Here is my personal mental model for choosing:

• Default to CAG when you're starting a new project with a contained knowledge base. It's the simplest architecture (S3 + Bedrock, no vector DB), the most predictable, and after cache warmup it's 32% cheaper than RAG. One cache_control field changes everything.
• Add KAG when your domain has meaningful entity relationships — products, services, people, organisations, concepts. Graph traversal is uniquely suited to multi-hop queries and produces the smallest, most precise context.
• Use RAG when your knowledge base is large, unstructured, and frequently updated. It's the only pattern that scales to arbitrary corpus sizes without redesigning your architecture.
• Combine all three in mature systems: KAG for entity lookups, CAG for static domain rules, RAG for dynamic document retrieval. Route queries by type using a lightweight classifier.

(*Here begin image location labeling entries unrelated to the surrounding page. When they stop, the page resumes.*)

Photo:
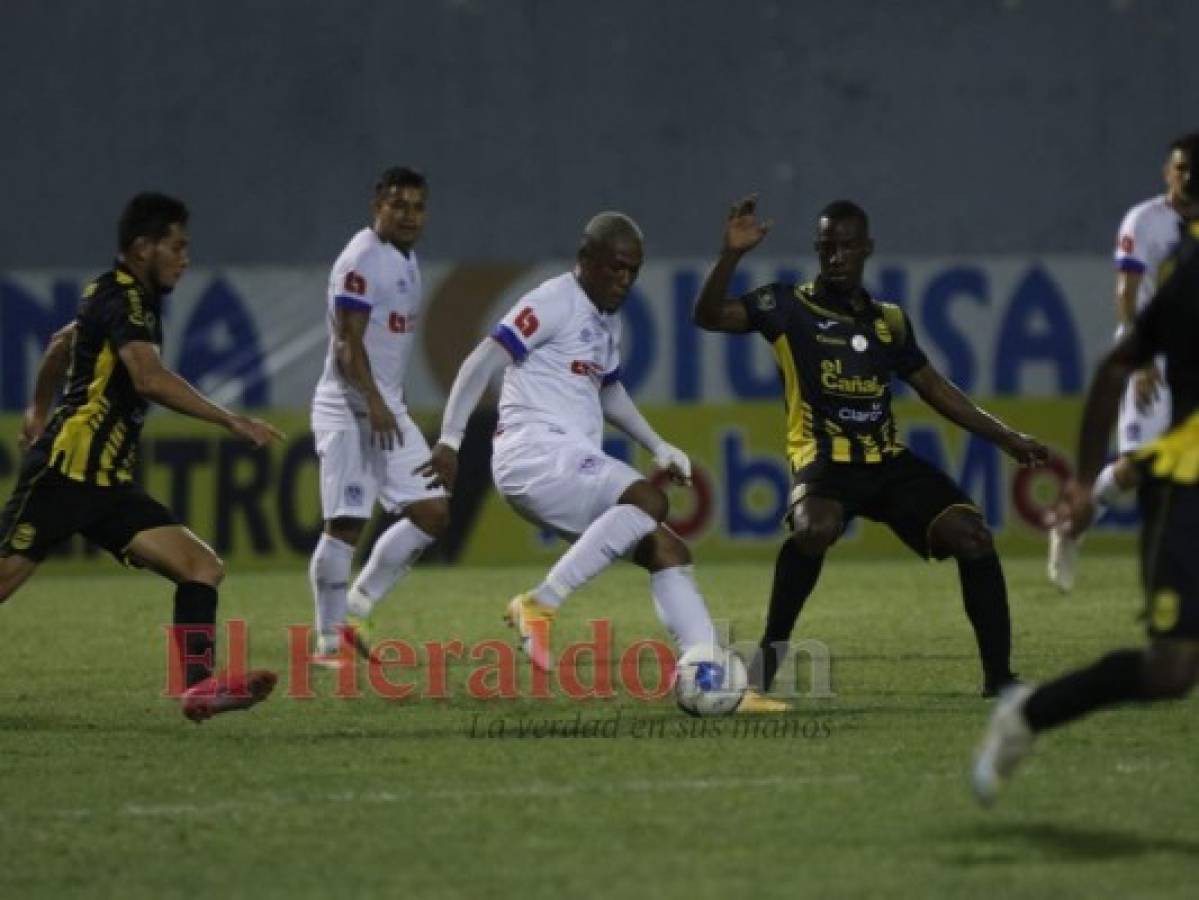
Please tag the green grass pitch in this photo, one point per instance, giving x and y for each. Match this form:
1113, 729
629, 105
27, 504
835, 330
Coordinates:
106, 790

The infrastructure for all three patterns is fully provisioned by Terraform in under 15 minutes. The Python pipelines are production-ready with IAM auth, structured logging, retry logic, and token cost tracking built in.

---

Key Takeaways

• Enabling cache_control: {"type": "ephemeral"} on your system prompt is the single highest-ROI token optimisation available on Bedrock today — one line of code for up to 90% savings on re-read tokens.
• KAG's graph-based retrieval reduces input context by 82% vs RAG for structured domains, with no sacrifice in answer quality for in-graph questions.
• Neptune Serverless scales to 0 when idle — perfect for development; no running database costs between sessions.
• VPC Endpoints for Bedrock and S3 eliminate NAT Gateway costs while improving security — a rare win-win in cloud architecture.
• Always track cache_creation_input_tokens and cache_read_input_tokens separately in your application logs — the ratio of cache reads to cache writes is the true CAG efficiency metric.